We have searched the appellants’ brief for an argument for reversal of the trial court based on the proposition the Board’s approval of the development plan was arbitrary, clearly erroneous and/or influenced by error of law. Under their argument Number III, the appellants state:

[The Board] nevertheless concluded that “. . . [t]he tree removal proposed by the Developer’s plan is not ‘excessive’ as a matter of law, either as to the number or type of trees” (reference to record omitted). Since no finding of fact addresses the issue of “endangered or valued trees” as defined in the [ordinance], this conclusion of law is simply not supported by any evidence and is arbitrary, capricious and clearly erroneous. Hodge v. Pollock, 75 S.E. (2d) 752 (1953).

*237We hold that this argument preserves the issue of whether the Board’s approval of the development plan as it pertains to the live oak trees is arbitrary, capricious, clearly erroneous and/or influenced by error of law. We further hold that the Board’s decision to permit removal of over 52 percent of the protected live oak trees was arbitrary and clearly erroneous in view of the clear mandate in the Ordinance to “not normally” permit any endangered trees to be removed. This is especially so in view of the fact that the Board enumerated no circumstances surrounding this development that would compel it to deviate from what is normal or usual in approving plans requiring the removal of endangered trees. Finally, as we read the Board’s conclusions of law, they make no distinction between protected live oak trees and other protected trees. The board appears to have concluded it had authority to approve for removal up to 75 percent of all endangered and valued trees. Such a conclusion is influenced by an error of law.

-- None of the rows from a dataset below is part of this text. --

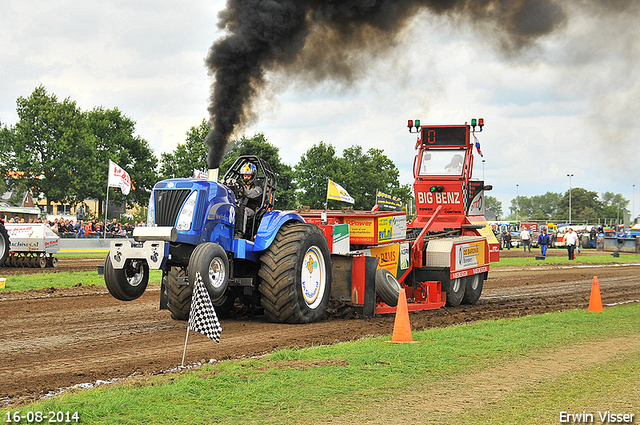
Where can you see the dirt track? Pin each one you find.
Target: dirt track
(53, 339)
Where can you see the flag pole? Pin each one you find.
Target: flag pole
(185, 347)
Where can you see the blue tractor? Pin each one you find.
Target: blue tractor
(280, 265)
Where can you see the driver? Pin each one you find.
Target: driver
(249, 198)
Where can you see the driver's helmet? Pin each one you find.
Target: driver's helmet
(249, 172)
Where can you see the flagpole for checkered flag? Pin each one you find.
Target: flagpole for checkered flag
(202, 317)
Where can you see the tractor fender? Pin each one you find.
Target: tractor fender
(271, 222)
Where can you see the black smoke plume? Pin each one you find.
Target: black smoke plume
(320, 38)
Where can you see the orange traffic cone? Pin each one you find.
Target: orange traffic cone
(595, 303)
(401, 326)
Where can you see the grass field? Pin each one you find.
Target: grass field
(520, 371)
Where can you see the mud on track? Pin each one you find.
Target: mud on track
(53, 339)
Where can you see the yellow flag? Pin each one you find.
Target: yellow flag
(337, 193)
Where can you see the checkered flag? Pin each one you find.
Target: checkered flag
(202, 317)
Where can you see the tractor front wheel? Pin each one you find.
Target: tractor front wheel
(129, 282)
(296, 275)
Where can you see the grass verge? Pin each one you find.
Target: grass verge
(23, 282)
(366, 380)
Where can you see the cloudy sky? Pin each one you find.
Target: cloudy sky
(567, 104)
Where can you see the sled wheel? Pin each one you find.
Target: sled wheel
(211, 261)
(128, 283)
(455, 293)
(473, 288)
(296, 275)
(387, 287)
(178, 296)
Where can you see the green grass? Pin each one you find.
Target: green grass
(23, 282)
(343, 382)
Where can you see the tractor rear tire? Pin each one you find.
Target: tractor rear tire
(129, 282)
(387, 287)
(456, 291)
(4, 245)
(473, 288)
(211, 260)
(296, 275)
(178, 296)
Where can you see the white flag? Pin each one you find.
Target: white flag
(202, 317)
(119, 178)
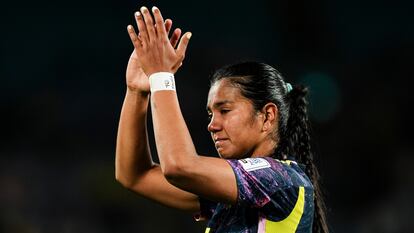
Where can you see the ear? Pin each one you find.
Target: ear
(270, 114)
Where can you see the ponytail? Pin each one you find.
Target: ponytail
(261, 83)
(295, 140)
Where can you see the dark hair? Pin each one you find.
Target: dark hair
(261, 84)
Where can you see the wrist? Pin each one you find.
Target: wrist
(162, 81)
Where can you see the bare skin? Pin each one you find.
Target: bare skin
(183, 175)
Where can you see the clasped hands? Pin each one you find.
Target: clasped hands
(154, 49)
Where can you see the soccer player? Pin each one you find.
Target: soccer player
(265, 179)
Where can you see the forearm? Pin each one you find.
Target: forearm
(133, 155)
(174, 144)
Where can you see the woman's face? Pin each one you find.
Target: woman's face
(235, 127)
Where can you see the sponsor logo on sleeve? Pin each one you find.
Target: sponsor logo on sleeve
(252, 164)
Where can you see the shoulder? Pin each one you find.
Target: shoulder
(270, 170)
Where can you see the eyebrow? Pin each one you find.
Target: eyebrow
(220, 103)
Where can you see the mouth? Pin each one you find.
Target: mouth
(219, 142)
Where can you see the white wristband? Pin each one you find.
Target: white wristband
(162, 81)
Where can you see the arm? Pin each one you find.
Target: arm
(134, 168)
(209, 177)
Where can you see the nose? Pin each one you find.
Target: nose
(214, 125)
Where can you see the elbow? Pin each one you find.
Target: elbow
(174, 171)
(122, 178)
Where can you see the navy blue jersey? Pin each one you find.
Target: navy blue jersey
(273, 196)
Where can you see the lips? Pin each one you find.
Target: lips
(219, 142)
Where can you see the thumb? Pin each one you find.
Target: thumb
(182, 46)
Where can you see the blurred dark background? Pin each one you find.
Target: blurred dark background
(62, 70)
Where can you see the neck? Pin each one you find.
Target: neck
(265, 149)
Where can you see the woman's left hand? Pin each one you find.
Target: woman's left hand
(155, 52)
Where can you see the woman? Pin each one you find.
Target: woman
(260, 130)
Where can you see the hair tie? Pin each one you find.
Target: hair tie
(288, 87)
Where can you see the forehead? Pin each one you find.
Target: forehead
(222, 92)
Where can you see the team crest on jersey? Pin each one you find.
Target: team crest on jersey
(251, 164)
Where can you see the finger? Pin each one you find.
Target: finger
(159, 21)
(149, 23)
(133, 36)
(143, 34)
(182, 46)
(175, 37)
(168, 25)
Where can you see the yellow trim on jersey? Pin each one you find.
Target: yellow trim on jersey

Accordingly, we reverse the order of the trial court to the extent it affirmed the Board’s decision to permit the removal of the 47 live oak trees from the site proposed for development.

The judgment is

Affirmed in part, reversed in part, and remanded.

Connor, J., concurs. Goolsby, J., concurs and dissents in separate opinion.

Actually, the application was first made to the Zoning and Development Administrator. However, Section 6.4 of the Ordinance requires approval by the DRC before the Administrator could issue the permit. Additionally, Section 7.9 of the Ordinance establishes a procedure for a public hearing before the DRC when “the issues raised by the proposed development, in the judgment of the Development Review Committee, have sufficient County-wide impact as to warrant public discussion.” A public hearing was held in this case.

The ultimate question presented here is whether the land in question may be used for a supermarket in accordance with the plans presented. However, in order to decide that question, construction of the ordinance is necessary to determine its requirements.

Section 7.5.3.1(B)(10) states “It is the expressed intent of this Ordinance that every effort be made in the design and layout of development projects to conserve as many trees as possible.”